Tuesday, May 29, 2007

The Hero's Journey

Watched a two-hour show about the Star Wars saga on the History Channel. Overall I liked it (although I really do wonder about their selection of talking heads. Peter Jackson was a coup, but some of those academics were . . . ummm . . . silly) but does anyone out there agree with me that this "Hero's Journey" formula is wearing thin?

To clarify:

  • Joseph Campbell was brilliant, and Hero with a Thousand Faces is worth reading twice.

  • Archetypes pack a ton of punch.

  • All authors can draw inspiration from mythic tales.

But . . . this idea that there is an esoteric formula for screenplays and novels that derives from ancient myth and traverses step by step through twists and turns . . . I have a problem with that.

I've heard lectures and read articles that try to hammer movies like Die Hard and It's a Wonderful Life into these multi-step formulas. A lot of convoluted interpretations are being forced where they don't really fit.
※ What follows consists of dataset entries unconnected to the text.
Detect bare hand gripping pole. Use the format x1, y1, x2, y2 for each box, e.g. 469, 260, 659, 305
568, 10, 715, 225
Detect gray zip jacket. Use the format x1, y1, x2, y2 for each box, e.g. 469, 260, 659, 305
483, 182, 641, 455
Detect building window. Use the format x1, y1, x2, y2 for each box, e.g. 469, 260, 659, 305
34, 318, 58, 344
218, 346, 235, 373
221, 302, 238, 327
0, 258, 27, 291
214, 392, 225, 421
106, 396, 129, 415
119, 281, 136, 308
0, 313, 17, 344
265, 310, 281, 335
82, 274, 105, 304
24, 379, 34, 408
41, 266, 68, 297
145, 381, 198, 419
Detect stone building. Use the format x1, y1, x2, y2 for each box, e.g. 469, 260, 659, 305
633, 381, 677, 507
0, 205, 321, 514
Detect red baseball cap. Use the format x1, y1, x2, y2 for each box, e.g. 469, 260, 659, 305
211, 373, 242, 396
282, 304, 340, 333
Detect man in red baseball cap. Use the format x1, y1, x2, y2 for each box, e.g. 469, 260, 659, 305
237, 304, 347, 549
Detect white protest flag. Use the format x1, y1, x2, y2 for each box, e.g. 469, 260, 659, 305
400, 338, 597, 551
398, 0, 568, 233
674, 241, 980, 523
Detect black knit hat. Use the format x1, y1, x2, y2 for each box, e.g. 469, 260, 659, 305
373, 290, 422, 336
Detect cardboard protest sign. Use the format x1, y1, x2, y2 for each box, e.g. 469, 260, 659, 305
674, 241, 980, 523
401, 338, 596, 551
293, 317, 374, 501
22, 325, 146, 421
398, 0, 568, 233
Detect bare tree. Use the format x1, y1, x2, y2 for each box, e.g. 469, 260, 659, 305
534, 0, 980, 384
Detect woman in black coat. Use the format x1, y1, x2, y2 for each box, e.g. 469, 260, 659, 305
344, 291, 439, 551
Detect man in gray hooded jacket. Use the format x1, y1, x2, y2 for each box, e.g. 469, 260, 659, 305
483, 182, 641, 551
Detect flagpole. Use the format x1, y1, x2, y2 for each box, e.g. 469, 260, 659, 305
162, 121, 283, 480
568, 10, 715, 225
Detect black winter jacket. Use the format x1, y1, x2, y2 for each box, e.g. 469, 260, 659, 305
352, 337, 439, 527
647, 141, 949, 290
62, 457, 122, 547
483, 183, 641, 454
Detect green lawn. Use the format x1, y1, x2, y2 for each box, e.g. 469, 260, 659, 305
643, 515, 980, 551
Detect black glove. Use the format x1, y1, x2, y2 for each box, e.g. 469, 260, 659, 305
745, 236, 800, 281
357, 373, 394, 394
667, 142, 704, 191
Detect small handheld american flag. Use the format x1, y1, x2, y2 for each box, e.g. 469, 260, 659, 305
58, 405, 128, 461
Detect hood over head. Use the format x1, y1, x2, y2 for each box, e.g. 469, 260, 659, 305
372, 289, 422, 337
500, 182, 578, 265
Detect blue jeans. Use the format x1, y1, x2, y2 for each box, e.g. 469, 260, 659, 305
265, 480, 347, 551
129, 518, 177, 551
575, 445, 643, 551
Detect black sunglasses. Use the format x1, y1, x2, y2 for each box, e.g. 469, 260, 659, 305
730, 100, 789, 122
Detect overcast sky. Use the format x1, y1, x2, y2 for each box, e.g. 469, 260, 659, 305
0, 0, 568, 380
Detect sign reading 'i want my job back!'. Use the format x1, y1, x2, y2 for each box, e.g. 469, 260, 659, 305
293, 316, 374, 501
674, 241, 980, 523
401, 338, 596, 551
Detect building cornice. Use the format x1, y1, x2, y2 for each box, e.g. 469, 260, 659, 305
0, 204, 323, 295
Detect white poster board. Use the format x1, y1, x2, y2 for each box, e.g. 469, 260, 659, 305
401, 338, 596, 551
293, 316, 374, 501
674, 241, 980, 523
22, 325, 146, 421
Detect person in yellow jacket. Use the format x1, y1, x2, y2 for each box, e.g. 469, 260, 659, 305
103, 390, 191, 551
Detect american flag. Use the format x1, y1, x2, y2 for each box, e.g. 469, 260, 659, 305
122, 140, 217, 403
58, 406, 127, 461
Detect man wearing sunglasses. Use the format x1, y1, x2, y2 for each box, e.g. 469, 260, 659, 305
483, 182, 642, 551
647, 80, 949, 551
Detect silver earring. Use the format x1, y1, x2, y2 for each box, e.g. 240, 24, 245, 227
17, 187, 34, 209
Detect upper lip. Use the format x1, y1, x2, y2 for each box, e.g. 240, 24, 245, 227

OK, maybe I'm just not getting it, but lots of books are being sold that tell would-be writers to fit their stories to a magic formula and miracles will happen.

Seems to me that if you write a really great story, it'll lend itself to all sorts of interpretations. Maybe someone will diagram it out so that it matches their mythic hero's path. But a good story is a good story is a good story is a good story.